ByteTrack
What is ByteTrack?
ByteTrack builds on the same Kalman filter plus Hungarian algorithm framework as SORT but changes the data association strategy to use almost every detection box regardless of confidence score. It runs a two-stage matching: first match high-confidence detections to tracks, then match low-confidence detections to any unmatched tracks using IoU. This reduces missed tracks and fragmentation for occluded or weak detections while retaining simplicity and high frame rates. ByteTrack has set state-of-the-art results on standard MOT benchmarks with real-time performance, because it recovers valid low-score detections instead of discarding them.
How does ByteTrack compare to other trackers?
For comparisons with other trackers, plus dataset context and evaluation details, see the tracker comparison page.
| Dataset | HOTA | IDF1 | MOTA |
|---|---|---|---|
| MOT17 | 60.1 | 73.2 | 74.1 |
| SportsMOT | 73.0 | 72.5 | 96.4 |
| SoccerNet | 84.0 | 78.1 | 97.8 |
How does ByteTrack work?
ByteTrack builds on the same Kalman filter and Hungarian algorithm framework as SORT but changes how detections are associated to tracks. Instead of discarding low-confidence detections, ByteTrack uses a two-stage matching strategy that recovers valid objects the detector scored low due to occlusion, blur, or partial visibility.
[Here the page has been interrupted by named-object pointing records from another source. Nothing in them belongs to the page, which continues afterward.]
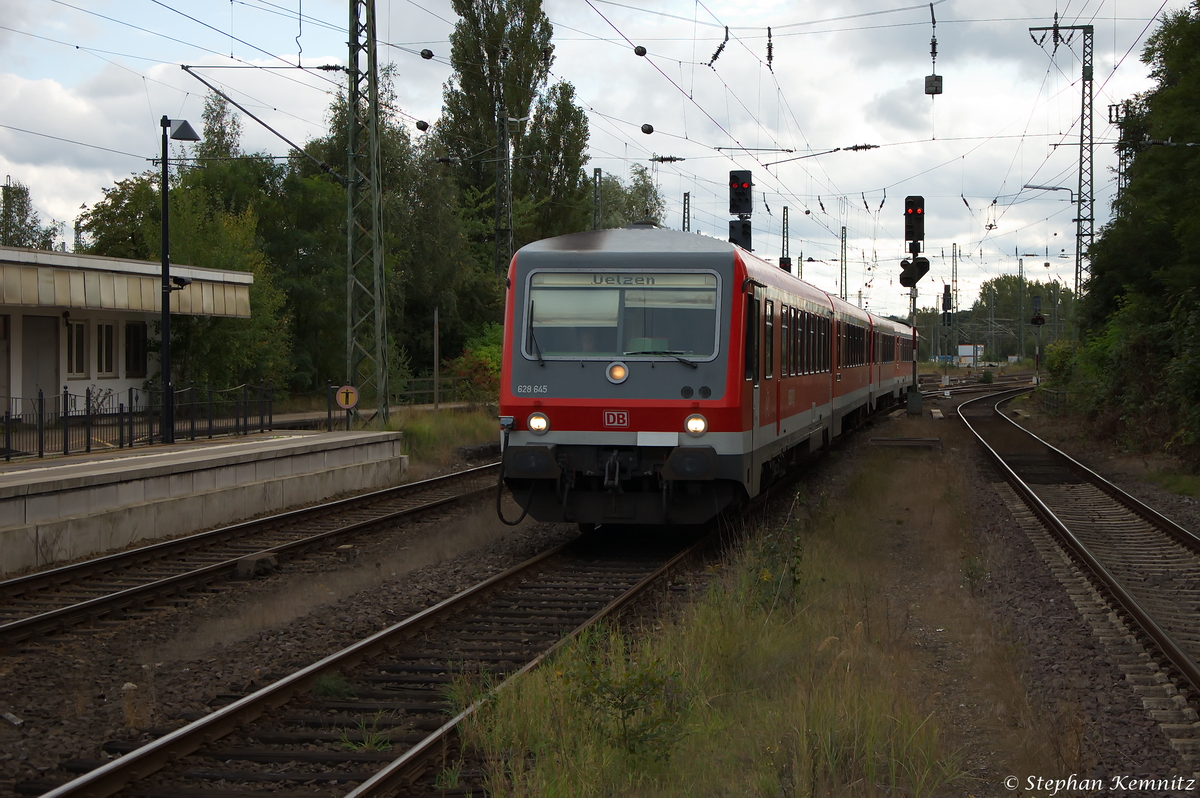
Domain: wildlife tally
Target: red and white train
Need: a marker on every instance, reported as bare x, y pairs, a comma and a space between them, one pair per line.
652, 376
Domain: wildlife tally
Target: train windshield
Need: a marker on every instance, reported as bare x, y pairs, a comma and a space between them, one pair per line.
606, 315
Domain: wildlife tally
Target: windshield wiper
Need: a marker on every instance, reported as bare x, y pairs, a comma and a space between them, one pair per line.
667, 353
533, 339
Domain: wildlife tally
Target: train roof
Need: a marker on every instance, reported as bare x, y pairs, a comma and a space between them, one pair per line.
637, 238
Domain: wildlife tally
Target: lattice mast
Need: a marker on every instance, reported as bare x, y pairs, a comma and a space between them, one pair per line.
503, 175
366, 327
1085, 198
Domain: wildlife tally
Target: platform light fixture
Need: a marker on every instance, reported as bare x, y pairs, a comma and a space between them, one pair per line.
180, 131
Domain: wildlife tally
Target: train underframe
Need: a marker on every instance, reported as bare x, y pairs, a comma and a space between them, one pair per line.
622, 485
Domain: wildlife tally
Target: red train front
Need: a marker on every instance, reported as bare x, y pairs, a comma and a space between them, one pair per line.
652, 376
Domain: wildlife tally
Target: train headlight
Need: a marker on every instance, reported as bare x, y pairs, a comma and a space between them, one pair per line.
538, 423
617, 373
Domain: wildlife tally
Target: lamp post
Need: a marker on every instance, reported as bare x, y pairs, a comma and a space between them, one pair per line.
180, 131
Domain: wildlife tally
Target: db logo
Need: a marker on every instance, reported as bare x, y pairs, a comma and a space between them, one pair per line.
616, 418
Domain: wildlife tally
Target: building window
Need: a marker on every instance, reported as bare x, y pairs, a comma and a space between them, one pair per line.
135, 348
106, 348
77, 349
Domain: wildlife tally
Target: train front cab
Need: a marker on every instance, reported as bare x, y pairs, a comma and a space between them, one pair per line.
617, 384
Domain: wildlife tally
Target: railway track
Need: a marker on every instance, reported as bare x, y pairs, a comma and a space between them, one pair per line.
366, 720
174, 570
1147, 565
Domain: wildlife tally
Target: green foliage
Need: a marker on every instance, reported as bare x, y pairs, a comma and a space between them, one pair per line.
1003, 298
635, 700
497, 49
637, 202
1138, 373
369, 737
768, 683
480, 361
333, 685
126, 223
1060, 361
214, 349
21, 226
437, 437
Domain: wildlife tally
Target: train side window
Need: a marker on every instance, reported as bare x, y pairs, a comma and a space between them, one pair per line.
797, 316
751, 340
768, 340
809, 346
785, 340
826, 334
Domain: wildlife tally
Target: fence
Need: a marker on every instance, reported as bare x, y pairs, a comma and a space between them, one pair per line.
99, 420
420, 390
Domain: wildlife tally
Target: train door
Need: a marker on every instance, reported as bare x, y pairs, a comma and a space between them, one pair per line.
754, 376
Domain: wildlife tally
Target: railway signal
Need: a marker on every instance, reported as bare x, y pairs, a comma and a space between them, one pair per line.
739, 233
912, 271
913, 219
741, 192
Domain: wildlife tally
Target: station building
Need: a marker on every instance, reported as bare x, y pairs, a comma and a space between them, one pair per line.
81, 321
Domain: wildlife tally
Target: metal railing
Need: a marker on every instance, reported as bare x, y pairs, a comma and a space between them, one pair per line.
421, 390
100, 420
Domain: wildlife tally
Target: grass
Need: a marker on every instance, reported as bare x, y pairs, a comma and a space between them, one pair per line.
437, 437
367, 736
780, 679
1175, 483
333, 685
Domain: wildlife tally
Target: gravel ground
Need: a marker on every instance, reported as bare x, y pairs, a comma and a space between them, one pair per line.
70, 695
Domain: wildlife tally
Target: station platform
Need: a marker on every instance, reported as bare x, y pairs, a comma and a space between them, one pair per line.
57, 510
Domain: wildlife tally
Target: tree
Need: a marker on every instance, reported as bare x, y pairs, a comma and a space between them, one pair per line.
639, 202
1141, 312
499, 48
214, 225
1152, 245
21, 226
126, 223
549, 166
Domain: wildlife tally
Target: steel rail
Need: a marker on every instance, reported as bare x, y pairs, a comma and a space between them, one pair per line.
396, 774
1181, 534
107, 563
17, 630
1165, 643
115, 775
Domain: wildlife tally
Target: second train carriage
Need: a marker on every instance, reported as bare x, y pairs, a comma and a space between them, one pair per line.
652, 376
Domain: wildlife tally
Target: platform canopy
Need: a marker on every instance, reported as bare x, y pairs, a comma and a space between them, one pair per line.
45, 279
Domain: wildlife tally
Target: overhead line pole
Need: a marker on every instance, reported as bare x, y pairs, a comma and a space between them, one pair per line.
366, 327
1085, 198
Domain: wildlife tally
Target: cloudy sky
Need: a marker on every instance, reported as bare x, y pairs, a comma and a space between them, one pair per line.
83, 84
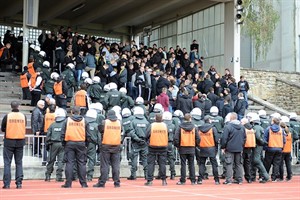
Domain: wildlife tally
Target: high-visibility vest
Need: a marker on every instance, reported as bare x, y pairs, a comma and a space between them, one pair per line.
15, 126
33, 80
250, 139
288, 144
58, 88
31, 68
159, 135
275, 139
75, 131
24, 81
49, 119
187, 138
112, 133
207, 139
80, 98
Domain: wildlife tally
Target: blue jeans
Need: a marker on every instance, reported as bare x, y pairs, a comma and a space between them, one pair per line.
78, 74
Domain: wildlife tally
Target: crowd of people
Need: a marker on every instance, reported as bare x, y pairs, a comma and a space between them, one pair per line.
162, 99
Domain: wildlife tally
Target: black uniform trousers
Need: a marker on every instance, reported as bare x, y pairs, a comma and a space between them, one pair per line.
273, 158
8, 154
190, 159
75, 154
202, 168
107, 158
287, 159
161, 159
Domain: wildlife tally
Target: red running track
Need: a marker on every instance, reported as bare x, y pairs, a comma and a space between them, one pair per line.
40, 190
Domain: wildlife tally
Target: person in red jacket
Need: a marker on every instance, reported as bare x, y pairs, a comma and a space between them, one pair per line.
163, 99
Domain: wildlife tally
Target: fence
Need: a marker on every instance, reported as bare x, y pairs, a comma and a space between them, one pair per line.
35, 153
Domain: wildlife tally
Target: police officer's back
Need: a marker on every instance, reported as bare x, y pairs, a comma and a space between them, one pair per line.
14, 127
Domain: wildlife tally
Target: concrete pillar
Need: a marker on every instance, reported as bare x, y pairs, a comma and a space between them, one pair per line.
232, 40
25, 36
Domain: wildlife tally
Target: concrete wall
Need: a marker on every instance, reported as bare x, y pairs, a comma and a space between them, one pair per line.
206, 26
283, 53
264, 84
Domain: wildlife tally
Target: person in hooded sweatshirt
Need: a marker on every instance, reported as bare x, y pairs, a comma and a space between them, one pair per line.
186, 139
208, 149
275, 136
232, 144
248, 148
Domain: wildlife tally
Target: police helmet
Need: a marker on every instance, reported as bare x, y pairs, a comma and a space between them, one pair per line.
88, 81
42, 53
167, 115
178, 113
285, 119
106, 88
139, 100
85, 75
113, 86
71, 66
37, 48
126, 112
293, 115
123, 90
138, 110
214, 110
91, 113
46, 64
158, 108
117, 109
254, 118
196, 112
96, 106
54, 76
60, 112
276, 115
96, 79
262, 113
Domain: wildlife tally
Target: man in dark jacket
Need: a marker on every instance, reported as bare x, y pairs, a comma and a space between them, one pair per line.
232, 143
208, 149
240, 106
37, 122
275, 136
184, 103
186, 139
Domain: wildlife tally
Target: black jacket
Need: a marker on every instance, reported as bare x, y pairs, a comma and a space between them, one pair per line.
234, 137
11, 142
185, 104
209, 151
240, 107
188, 126
37, 120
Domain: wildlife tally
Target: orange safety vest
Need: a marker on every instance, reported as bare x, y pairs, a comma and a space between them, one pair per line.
49, 119
80, 98
288, 144
31, 68
275, 139
187, 138
24, 81
159, 135
15, 126
250, 139
75, 131
33, 80
112, 133
58, 88
207, 139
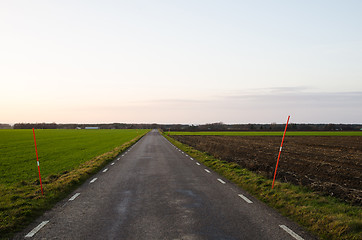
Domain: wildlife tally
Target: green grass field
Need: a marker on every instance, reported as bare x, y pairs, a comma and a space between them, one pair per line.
335, 133
67, 158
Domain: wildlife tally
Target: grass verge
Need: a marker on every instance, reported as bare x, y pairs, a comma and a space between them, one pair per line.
22, 203
326, 217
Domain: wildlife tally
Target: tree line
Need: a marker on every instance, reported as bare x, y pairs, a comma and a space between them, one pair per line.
203, 127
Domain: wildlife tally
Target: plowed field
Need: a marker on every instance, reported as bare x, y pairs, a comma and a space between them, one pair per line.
329, 165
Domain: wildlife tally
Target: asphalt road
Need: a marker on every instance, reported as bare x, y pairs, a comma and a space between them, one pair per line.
155, 191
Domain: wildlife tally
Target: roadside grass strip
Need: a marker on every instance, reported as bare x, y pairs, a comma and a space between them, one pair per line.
325, 216
21, 201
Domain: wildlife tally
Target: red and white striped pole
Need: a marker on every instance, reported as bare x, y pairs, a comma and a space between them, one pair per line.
37, 160
280, 151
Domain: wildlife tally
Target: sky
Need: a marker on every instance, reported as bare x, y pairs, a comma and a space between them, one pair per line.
190, 62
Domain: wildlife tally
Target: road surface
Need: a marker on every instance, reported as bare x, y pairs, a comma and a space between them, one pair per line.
155, 191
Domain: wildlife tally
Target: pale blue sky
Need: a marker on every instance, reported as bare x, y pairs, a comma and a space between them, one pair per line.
181, 61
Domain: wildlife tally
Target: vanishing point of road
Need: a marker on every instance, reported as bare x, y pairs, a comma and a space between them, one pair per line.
156, 191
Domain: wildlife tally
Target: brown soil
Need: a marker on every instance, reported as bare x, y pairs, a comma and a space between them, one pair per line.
330, 165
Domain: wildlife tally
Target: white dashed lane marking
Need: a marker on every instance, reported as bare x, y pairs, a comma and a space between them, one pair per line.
35, 230
74, 197
221, 181
293, 234
245, 198
93, 180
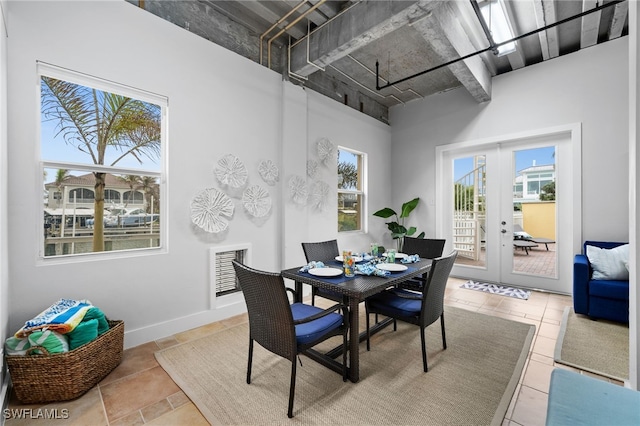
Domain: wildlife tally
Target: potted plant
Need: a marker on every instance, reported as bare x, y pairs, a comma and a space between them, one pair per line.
397, 227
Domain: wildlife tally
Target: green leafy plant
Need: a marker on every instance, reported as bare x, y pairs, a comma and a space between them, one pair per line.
397, 227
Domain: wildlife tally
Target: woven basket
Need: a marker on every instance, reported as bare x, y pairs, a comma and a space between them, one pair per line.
68, 375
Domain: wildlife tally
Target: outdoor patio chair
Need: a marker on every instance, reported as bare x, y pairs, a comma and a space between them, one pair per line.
286, 329
421, 309
426, 248
325, 251
521, 235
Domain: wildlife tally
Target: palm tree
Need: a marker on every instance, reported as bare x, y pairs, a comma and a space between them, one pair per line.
61, 176
150, 191
94, 121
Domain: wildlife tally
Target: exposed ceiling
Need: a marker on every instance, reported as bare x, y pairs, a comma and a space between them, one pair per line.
332, 47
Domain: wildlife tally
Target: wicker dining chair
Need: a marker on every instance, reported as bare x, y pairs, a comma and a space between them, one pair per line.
325, 251
286, 329
426, 248
419, 308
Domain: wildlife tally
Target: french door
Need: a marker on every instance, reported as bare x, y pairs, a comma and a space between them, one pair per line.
511, 207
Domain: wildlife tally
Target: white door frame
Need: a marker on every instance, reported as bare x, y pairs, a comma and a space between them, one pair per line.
573, 196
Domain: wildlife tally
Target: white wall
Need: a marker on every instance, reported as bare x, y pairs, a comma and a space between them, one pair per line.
634, 211
219, 103
4, 252
588, 87
360, 133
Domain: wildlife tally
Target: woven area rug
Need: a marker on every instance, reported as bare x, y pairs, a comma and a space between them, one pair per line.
601, 347
501, 290
471, 382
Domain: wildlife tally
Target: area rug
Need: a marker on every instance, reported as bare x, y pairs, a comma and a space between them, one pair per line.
601, 347
471, 382
501, 290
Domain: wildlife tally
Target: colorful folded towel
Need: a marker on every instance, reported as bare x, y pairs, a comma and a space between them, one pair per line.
63, 316
97, 314
52, 341
85, 332
311, 265
16, 346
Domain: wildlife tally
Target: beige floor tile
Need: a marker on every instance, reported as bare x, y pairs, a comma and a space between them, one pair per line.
549, 330
553, 314
538, 376
134, 360
530, 408
199, 332
187, 414
544, 346
137, 391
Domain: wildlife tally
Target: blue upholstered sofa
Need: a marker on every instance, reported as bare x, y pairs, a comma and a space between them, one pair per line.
600, 296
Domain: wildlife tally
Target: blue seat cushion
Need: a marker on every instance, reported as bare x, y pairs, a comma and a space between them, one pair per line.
576, 399
313, 330
389, 300
609, 289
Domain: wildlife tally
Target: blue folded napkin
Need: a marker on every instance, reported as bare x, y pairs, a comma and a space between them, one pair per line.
311, 265
370, 269
411, 259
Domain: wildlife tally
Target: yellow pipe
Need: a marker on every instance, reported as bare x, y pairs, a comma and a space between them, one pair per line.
315, 6
278, 23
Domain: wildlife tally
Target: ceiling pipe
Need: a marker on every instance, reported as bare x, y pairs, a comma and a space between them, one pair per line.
282, 31
555, 24
278, 22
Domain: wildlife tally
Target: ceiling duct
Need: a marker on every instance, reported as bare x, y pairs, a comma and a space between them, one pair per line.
492, 45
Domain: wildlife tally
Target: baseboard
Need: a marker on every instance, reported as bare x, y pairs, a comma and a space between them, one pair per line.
157, 331
4, 392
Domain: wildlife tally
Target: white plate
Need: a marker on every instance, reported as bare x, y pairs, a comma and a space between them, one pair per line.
398, 255
392, 267
326, 272
356, 259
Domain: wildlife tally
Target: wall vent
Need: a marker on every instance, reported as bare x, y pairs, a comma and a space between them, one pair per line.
224, 288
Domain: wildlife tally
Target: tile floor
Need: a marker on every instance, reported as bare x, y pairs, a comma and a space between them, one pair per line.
139, 391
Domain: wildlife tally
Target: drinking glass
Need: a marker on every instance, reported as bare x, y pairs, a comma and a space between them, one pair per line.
347, 263
374, 249
391, 256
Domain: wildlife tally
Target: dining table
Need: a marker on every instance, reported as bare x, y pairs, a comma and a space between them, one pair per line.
354, 290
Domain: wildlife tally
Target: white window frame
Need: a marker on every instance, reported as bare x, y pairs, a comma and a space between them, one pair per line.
361, 192
45, 69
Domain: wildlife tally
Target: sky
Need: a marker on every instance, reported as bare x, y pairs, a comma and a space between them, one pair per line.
524, 159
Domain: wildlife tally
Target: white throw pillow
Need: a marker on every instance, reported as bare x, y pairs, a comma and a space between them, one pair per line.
609, 264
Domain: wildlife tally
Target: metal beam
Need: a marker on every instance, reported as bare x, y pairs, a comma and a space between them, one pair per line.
620, 13
349, 31
470, 55
590, 24
448, 39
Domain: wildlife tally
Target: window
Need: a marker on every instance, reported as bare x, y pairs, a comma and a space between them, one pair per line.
102, 149
350, 190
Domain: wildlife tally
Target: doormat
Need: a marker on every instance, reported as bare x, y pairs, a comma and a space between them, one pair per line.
501, 290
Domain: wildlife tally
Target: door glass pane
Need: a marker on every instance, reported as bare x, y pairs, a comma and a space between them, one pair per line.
469, 186
534, 211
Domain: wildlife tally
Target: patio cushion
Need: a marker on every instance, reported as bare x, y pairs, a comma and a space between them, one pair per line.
609, 289
609, 264
311, 331
390, 300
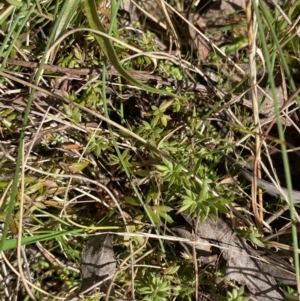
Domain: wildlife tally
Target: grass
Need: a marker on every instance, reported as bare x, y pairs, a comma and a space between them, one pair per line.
125, 148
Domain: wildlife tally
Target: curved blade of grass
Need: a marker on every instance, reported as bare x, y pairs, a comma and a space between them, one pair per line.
278, 119
18, 162
109, 51
14, 35
12, 243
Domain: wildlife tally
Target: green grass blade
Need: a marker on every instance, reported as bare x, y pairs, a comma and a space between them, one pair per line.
109, 51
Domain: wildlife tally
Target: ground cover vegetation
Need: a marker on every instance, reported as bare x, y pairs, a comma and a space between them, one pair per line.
134, 122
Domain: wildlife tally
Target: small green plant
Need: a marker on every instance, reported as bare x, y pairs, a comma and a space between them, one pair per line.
237, 295
154, 287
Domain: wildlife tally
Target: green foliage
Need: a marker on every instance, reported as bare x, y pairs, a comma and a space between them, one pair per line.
237, 295
251, 234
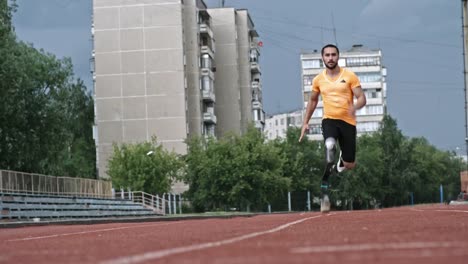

Stage 1 -- high-confidence matching. Detections with confidence above high_conf_det_threshold are matched to confirmed tracks using IoU-based Hungarian assignment, identical to SORT. Unmatched tracks and unmatched high-confidence detections pass to the next stage.
Stage 2 -- low-confidence matching. Detections with confidence between track_activation_threshold and high_conf_det_threshold are matched to the remaining unmatched tracks using IoU. This second pass associates weak detections to already-established tracks, recovering objects that would otherwise be lost. Detections below track_activation_threshold are discarded entirely and never start new tracks.
Track lifecycle. New tracks are initialized only from unmatched high-confidence detections (stage 1). A new track is promoted to confirmed status after minimum_consecutive_frames consecutive matches. Tracks that go unmatched for more than lost_track_buffer frames are deleted.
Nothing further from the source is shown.